Biz milletimizin ne dediğini, nasıl düşündüğünü anlamaya çalışıyoruz. Millete rağmen değil, halka rağmen değil, halkla birlikte siyaset yapmanın çabasını sergiliyoruz. AK Partiyi anlamak isteyenlerAK Parti’nin neden daha az hata yaptığını, milletin neden AK Parti’nin arkasında durduğunu anlamak isteyenlere aslında sadece ve sadece bu cümle yeter. Halka rağmen siyaset yapmak değil, halkla birlikte siyaset yapmak. Biz bunun çabası içindeyiz, bundan da vazgeçmeyeceğiz.”

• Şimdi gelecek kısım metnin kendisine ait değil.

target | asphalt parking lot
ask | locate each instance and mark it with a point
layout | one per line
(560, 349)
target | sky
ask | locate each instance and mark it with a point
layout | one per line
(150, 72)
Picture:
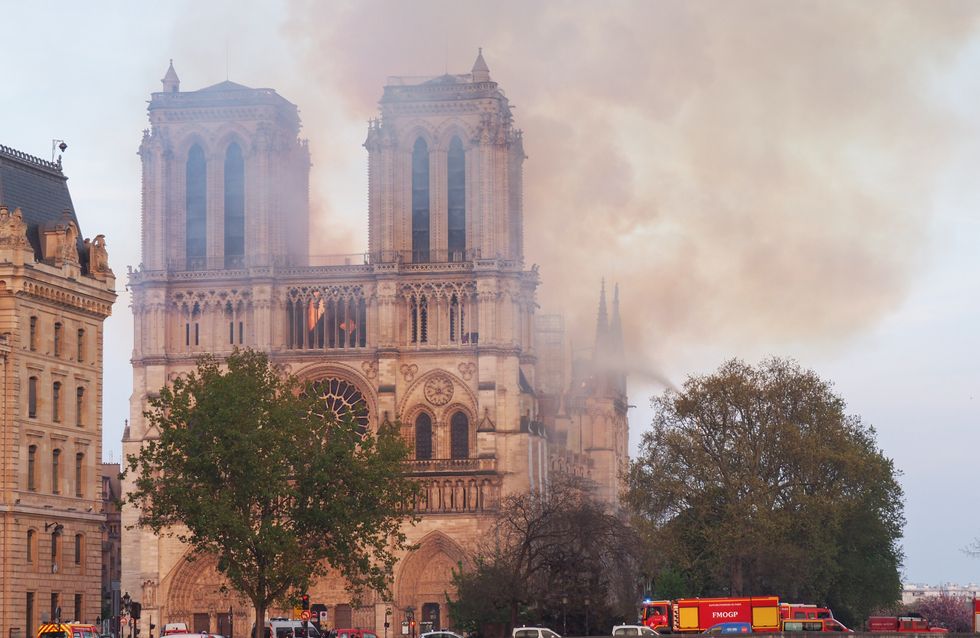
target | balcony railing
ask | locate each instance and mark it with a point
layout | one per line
(452, 466)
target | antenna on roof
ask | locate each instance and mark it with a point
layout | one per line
(55, 146)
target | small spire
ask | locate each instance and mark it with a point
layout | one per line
(171, 83)
(616, 324)
(602, 323)
(481, 72)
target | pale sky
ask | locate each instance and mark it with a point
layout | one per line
(762, 178)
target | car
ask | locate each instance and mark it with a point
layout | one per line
(730, 628)
(633, 630)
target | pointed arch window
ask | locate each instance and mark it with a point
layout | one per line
(32, 468)
(419, 310)
(79, 475)
(456, 180)
(420, 201)
(56, 401)
(55, 471)
(459, 436)
(423, 437)
(196, 202)
(31, 545)
(234, 207)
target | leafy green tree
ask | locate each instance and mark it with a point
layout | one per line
(754, 480)
(952, 612)
(243, 463)
(551, 555)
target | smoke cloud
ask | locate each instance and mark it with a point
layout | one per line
(751, 172)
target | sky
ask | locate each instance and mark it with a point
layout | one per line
(797, 179)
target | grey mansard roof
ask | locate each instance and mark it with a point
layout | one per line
(38, 188)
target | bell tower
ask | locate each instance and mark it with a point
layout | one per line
(225, 179)
(445, 165)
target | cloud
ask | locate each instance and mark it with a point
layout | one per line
(750, 173)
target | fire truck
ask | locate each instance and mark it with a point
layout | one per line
(67, 630)
(797, 611)
(689, 615)
(903, 624)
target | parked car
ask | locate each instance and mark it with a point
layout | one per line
(730, 628)
(633, 630)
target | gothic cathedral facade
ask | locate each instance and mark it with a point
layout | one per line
(433, 328)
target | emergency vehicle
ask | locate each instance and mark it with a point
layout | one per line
(700, 614)
(67, 630)
(797, 611)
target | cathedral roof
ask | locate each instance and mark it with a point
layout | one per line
(38, 188)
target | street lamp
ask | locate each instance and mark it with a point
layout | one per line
(587, 603)
(127, 605)
(564, 617)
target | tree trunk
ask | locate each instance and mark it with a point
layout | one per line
(260, 621)
(737, 577)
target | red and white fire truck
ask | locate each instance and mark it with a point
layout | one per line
(689, 615)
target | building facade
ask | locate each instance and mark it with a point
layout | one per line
(111, 548)
(56, 290)
(432, 328)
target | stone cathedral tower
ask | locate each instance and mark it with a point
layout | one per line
(433, 327)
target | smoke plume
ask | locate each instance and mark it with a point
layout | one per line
(751, 172)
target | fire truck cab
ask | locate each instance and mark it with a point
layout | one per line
(67, 630)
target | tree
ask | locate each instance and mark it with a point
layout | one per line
(952, 612)
(756, 481)
(244, 464)
(545, 548)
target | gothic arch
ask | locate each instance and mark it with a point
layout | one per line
(423, 130)
(196, 586)
(426, 573)
(184, 145)
(455, 127)
(232, 132)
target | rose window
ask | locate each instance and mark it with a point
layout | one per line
(341, 397)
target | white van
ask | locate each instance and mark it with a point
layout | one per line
(287, 628)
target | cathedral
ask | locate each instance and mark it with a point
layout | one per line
(433, 328)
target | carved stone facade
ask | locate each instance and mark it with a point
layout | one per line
(432, 328)
(53, 302)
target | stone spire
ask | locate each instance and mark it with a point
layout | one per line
(481, 72)
(171, 83)
(602, 326)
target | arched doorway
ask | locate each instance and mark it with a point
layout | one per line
(425, 578)
(200, 596)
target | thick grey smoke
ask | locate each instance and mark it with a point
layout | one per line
(748, 172)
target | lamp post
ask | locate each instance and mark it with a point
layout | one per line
(564, 616)
(127, 606)
(587, 603)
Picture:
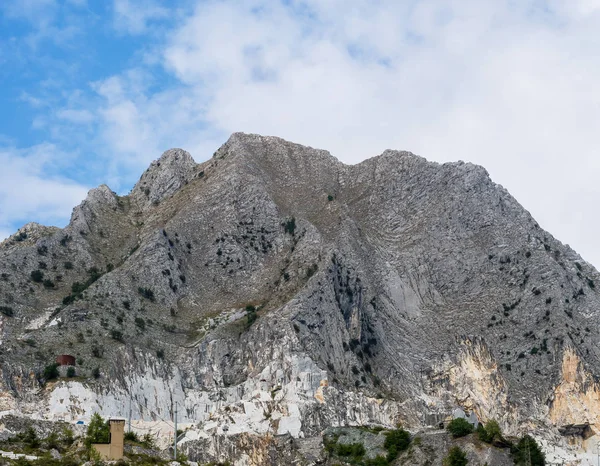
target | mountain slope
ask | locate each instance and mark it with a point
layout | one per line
(273, 289)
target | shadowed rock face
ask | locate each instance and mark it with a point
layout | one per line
(273, 290)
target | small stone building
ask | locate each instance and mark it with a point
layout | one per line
(65, 360)
(114, 449)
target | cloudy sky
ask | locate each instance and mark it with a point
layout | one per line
(92, 90)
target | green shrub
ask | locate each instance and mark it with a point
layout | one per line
(377, 461)
(459, 427)
(354, 450)
(48, 283)
(7, 311)
(98, 431)
(290, 226)
(396, 441)
(489, 433)
(456, 457)
(51, 371)
(146, 293)
(69, 299)
(30, 438)
(528, 452)
(131, 436)
(141, 323)
(148, 441)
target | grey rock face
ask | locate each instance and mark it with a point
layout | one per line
(273, 290)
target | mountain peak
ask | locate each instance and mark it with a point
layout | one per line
(163, 177)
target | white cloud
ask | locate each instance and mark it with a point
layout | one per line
(75, 115)
(508, 85)
(133, 16)
(29, 191)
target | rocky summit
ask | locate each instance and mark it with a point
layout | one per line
(272, 294)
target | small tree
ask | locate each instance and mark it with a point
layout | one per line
(98, 431)
(459, 427)
(528, 452)
(490, 433)
(37, 276)
(456, 457)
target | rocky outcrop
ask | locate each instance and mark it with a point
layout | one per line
(274, 291)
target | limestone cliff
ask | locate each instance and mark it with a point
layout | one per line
(273, 290)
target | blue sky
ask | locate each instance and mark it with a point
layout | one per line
(92, 91)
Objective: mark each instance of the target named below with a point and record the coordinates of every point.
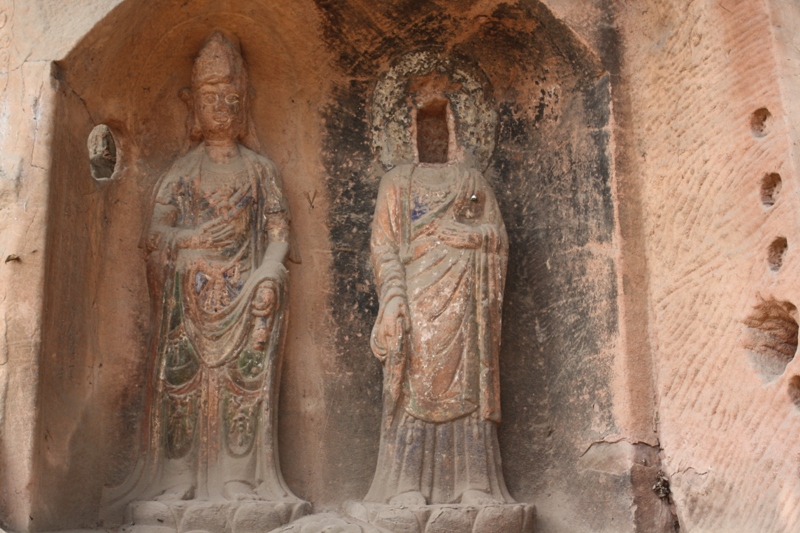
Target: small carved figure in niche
(439, 250)
(217, 244)
(102, 152)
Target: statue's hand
(217, 233)
(395, 323)
(264, 300)
(460, 235)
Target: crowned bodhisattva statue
(218, 240)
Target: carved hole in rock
(433, 135)
(102, 152)
(776, 252)
(794, 390)
(771, 336)
(770, 189)
(759, 122)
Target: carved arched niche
(127, 74)
(551, 172)
(314, 67)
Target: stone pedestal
(213, 516)
(447, 518)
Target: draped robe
(441, 386)
(211, 394)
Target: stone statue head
(218, 97)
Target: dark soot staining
(433, 134)
(776, 253)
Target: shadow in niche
(551, 174)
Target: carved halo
(470, 98)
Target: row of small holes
(771, 184)
(770, 189)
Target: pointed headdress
(219, 61)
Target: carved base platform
(330, 523)
(223, 516)
(447, 518)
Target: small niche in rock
(433, 134)
(770, 189)
(776, 252)
(102, 152)
(794, 390)
(759, 122)
(771, 337)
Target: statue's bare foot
(177, 493)
(237, 490)
(410, 498)
(479, 497)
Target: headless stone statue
(217, 243)
(439, 251)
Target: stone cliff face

Sonrasında konuşma yapan Bakan Kılıç, gençlere devlet olmanın kolay olmadığını söyleyerek nasihatlerde bulundu. Bakan Kılıç şöyle konuştu:

“Milletin umudu gençlerimizde”

“Biz bugünlere kolay gelmedik. Devlet olmak kolay bir iş değil. AK Parti köklerini millete dayadığı için kuruluşunun birinci yılında iktidara geldi. AK Parti kaynağını milletten aldığı için 10 yıldır kesintisiz bir şekilde iktidarda. Recep Tayyip Erdoğan bu yolu milleti ile beraber yürüdüğü için bizim sırtımız hiç yere gelmedi. Biz hiç yıldızları saymadık. Mutlaka Şeyh Edebali’nin Osman Gazi’ye olan öğüdünü de Şeyh Edebali’nin Osmanlı Devleti’nin kuruluşuna kattığı diğer harçları, katkıları da anladınız, fark ettiniz ve mutlaka bunları iliklerinize kadar hissettiniz, hissedeceksiniz. Bundan en ufak bir tereddüt duymuyorum. Milletin umudu bizde, bizde derken milletin umudu sadece AK Parti’de değil, kastettiğim sizlersiniz sevgili gençler. Milletin umudu yeni nesilde, gençlerimizde. Çünkü geçmiş nesillerimizin sahip olmadığı imkanlara sizler sahipsiniz. Bizden daha iyi eğitimler alıyorsunuz, bizden daha geniş ve büyük fırsatlara sahipsiniz, bizden daha parlak bir gelecek sizleri bekliyor. Bizim gözümüzü açtığımız Türkiye koalisyon hükümetlerinin kayıkçı kavgalarıyla bir o yana bir bu yana çalkalanan bir Türkiye’ydi.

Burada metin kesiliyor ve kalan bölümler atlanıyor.